Russian-born pianist Olga Kern became an American citizen last year, which could explain the program that she is performing in her recital tour that comes to Tucson on Thursday, Oct. 26.

Sandwiched between a trio of Rachmaninoff’s Etudes-Tableaux and works by fellow Russian composers Scriabin and Balakirev is American composer George Gershwin’s jazzy Three Preludes piano shorts and selections from his Seven Virtuoso Etudes, Earl Wild’s arrangements of seven of Gershwin’s most famous songs, including “I Got Rhythm” and “Embraceable You.”

Kern says the recital, which comes to Centennial Hall as part of the UA Presents season, is something of a thank-you card.

“I really wanted to honor both countries because America for me is my second home. I’ve lived in New York 12 years,” Kern said Tuesday from New York, where she raised her now 19-year-old son Vladislav and put him through Juiliard. He’s also a pianist and the pair have performed together, including Mozart’s Double Concerto.

Thursday’s recital brings to four the number of times Kern has performed in Tucson since winning the prestigious gold medal at the 2001 Van Cliburn International Piano Competition in Texas. She performed with the Tucson Symphony Orchestra in 2003 and joined the National Philharmonic of Russia at Centennial Hall four years later in a concert that will no doubt be included in Tucson’s historical footnotes. Kern played the behemoth Rachmaninoff Second Piano Concerto for a nearly sold-out audience just 24 hours before fellow Van Cliburn winner, Italian pianist Fabio Bidini, played the same piece with the Tucson Symphony Orchestra.

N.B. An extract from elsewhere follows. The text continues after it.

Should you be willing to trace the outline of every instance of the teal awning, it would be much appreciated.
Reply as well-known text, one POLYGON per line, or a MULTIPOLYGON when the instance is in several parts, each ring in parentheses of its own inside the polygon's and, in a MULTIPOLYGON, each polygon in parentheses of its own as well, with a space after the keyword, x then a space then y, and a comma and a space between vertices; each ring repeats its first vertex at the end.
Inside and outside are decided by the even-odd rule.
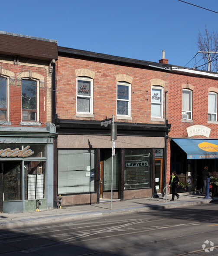
POLYGON ((172 140, 185 152, 187 159, 218 158, 218 140, 172 140))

Kern, 42, can’t recall details of that concert, but ask her about her memories of Tucson from her past visits and she quickly gushes.

“I just love the nature. I remember that I went to the cactus forest,” she said, referring to Saguaro National Park. “I had the most incredible time. It was kind of evening and the sun was going down and to see the deep colors of the sun cast shadows on the cactus, I will never forget it.”

Yes, she added, she took some of those cacti back home to New York.

“Every time I go to Arizona, the nature fascinates me. For me nature is very important and just to experience the different, beautiful colors of the sun,” Kern said.